Add to this the threat of nuclear weapons. Designed during the second world war by Germany and the United States, but then copied by other nations to create, in theory, a stalemate that would prevent war for fear that it would lead to worldwide nuclear destruction. All this was carefully designed by governments and political scientists. A fear that prevents the nations of the world from direct assistance to Ukraine for fear that Russia will carry through on its threat to deploy Nuclear Weapons, releasing a world war of unimaginable consequences.

Yes, all of it is designed. What can designers do? Nothing. For this is not the kind of design problem that designers are equipped to manage. Designers do not even sit at the highest levels of companies, yet what is needed here are designers who sit at the highest levels of governments and powerful international coalitions. There are few if any designers able to play a role.

Designers can do as we are doing today, hold a rally and raise some money. The money will be useful in alleviating some of the misery felt by the people of Ukraine but will do nothing to stop the evil being done to them. Russia will either take no notice of this rally, or notice and then ignore it, or worse of all, decide to punish those of us who are taking part through their highly skilled cyberwarfare teams who are capable of breaking into our computer systems, destroying our work and all records, and creating great financial harm to many of us, perhaps even destroying our funds and preventing any recourse.

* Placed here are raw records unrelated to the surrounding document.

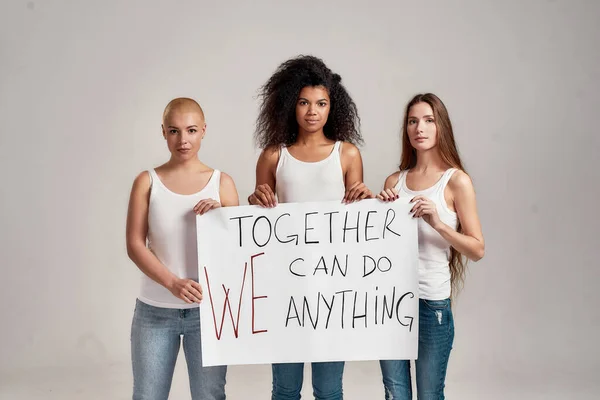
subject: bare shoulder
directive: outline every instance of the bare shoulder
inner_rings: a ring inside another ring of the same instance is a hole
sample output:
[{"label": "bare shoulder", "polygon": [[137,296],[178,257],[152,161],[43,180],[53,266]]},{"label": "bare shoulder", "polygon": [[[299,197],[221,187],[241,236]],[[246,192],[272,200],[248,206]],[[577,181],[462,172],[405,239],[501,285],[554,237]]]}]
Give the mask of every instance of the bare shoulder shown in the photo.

This is a wake-up call for everyone. If the design profession is to be a part of the world’s solutions to the many problems it faces, it must first stop being complicit in many of the problems. It must stop destroying the ecosystems of the world through designs that are wasteful, and unsustainable. It must eliminate designs that trick people into purchases they neither need nor can afford, into addictive behavior and into having access to lies and other falsehoods deliberately designed to manipulate people.

Politics is a critical part of how societies govern, so designers must also understand and use politics. Design is too important a field to be left in the middle levels of power.

Designers must learn about the world, its history, and the roles that power and politics play. And designers must educate themselves to rise to the highest decision-making level of companies, universities, non-governmental organizations, and governments. It is only then that we have a chance of making an impact.